Por ejemplo, una ensalada. A priori puede parecer sanísima y baja en calorías como plato único. Pero convertirla en una bomba calórica es mucho más fácil de lo que parece. Sólo tienes que añadirle croutons, queso, salsa, bacon, maiz, pollo empanado, frutos secos... Este es el prototipo de ensalada que sirven en los fast food y que no debes imitar en casa, ya que puedes sobrepesar fácilmente las 1.000 calorías. Imagínate si encima le añades un segundo plato y un postre.
Y lo mismo ocurre con los "inocentes" sandwiches; no por se un plato pequeño son menos calóricos. De entrada, el pan de sandwich suele llevar azúcar añadido y grasa. Si le sumas mayonesa, fiambre, queso (el cheddar es altísimo en grasa saturada), bacon, un huevo frito, ketchup, salsa tártara y otros ingredientes similares, puedes llegar fácilmente a las 1.500 calorías ¡por un sólo plato!
Estos ingredientes no son sólo rechazables por su gran aporte calórico sino porque tampoco son demasiado interesantes desde el punto de vista nutricional. Así, para preparar una ensalada que sea plato único, es más interesante utilizar verduras de hoja verde, mucho más vitamínicas, frutas y proteínas bajas en grasa (pollo a la plancha, pavo...). El queso de cabra resulta mucho menos graso y es muy saciante; igual que las nueces. Como aliño, siempre mejor salsa vinagreta o de soja.
Para tus sandwiches y bocadillos, si los comes a menudo, busca un pan sin azúcar añadido, prescinde de las salsas (una cucharadita de aceite de oliva los convertirá en jugosos), incluye verduras y proteínas sanas (pero no mezcles muchos tipos; o huevo, o carne o pescado).
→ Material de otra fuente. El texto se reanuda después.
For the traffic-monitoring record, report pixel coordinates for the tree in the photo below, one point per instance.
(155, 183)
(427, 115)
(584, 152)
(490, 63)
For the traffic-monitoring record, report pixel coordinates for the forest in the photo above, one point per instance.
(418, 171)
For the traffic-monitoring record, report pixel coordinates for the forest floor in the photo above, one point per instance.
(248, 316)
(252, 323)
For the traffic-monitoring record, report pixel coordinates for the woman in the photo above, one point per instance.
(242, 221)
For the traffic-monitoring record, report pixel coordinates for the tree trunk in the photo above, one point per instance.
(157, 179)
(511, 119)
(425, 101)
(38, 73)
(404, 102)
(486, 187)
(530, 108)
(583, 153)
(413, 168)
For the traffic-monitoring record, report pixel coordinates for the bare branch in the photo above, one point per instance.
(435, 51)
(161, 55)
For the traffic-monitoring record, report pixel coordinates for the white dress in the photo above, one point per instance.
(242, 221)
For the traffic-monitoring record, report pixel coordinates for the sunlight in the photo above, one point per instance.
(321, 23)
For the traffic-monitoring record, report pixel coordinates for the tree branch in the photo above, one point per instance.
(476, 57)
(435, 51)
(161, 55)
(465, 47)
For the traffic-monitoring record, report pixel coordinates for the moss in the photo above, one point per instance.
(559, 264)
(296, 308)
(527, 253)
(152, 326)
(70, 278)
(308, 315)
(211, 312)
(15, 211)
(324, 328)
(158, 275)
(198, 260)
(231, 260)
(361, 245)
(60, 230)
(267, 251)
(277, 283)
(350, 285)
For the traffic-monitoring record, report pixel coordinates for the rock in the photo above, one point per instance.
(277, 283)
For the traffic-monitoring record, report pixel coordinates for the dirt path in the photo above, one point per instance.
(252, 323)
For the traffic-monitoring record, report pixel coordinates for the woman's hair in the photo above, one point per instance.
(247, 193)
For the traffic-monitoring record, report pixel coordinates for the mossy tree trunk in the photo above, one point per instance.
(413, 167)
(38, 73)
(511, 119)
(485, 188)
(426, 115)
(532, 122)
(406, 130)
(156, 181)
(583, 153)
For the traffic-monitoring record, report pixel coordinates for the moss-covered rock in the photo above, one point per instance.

Las calorías ocultas son, en muchos casos, las culpables de que no consigamos adelgazar aunque comamos poco. Una de las ensaladas "malas" que hemos citado antes, acompañada por un zumo envasado, pan blanco, y algo dulce de postre, pueden desequilibrar tu dieta cada día.
El picoteo también es una gran fuente de calorías invisibles. Las galletitas saladas, los palitos de pan, las patatas chips, las barritas de cereales, los frutos secos fritos... todo este tipo de productos llevan grandes cantidades de azúcar y grasas añadidas para darles sabor. Y tampoco aportan mucho desde el punto de vista nutricional. Una fruta fresca, un yogur (ojo, los de sabores atractivos suelen llevar mucho azúcar) o un puñadito de frutos secos al natural son mucho más nutritivos y menos calóricos.
Hace tiempo descubrí, por mi intolerancia a la lactosa, la cantidad de grasa que contienen la leche y los yogures: al poco tiempo de dejar de tomarlos bajé de peso sin hacer ningún tipo de esfuerzo. Aunque me encantan, los típicos cereales que tomaba de niña tienene grandes cantidades de azúcar añadido (carente además de valor nutricional). Los zumos de bote y esos "inventos" que mezclan leche, zumo y otros inredientes supuestamente sanos también tienen muchísimas calorías de más y encima no quitan la sed.
¿Dónde habñeis descubierto vosotros calorías ocultas?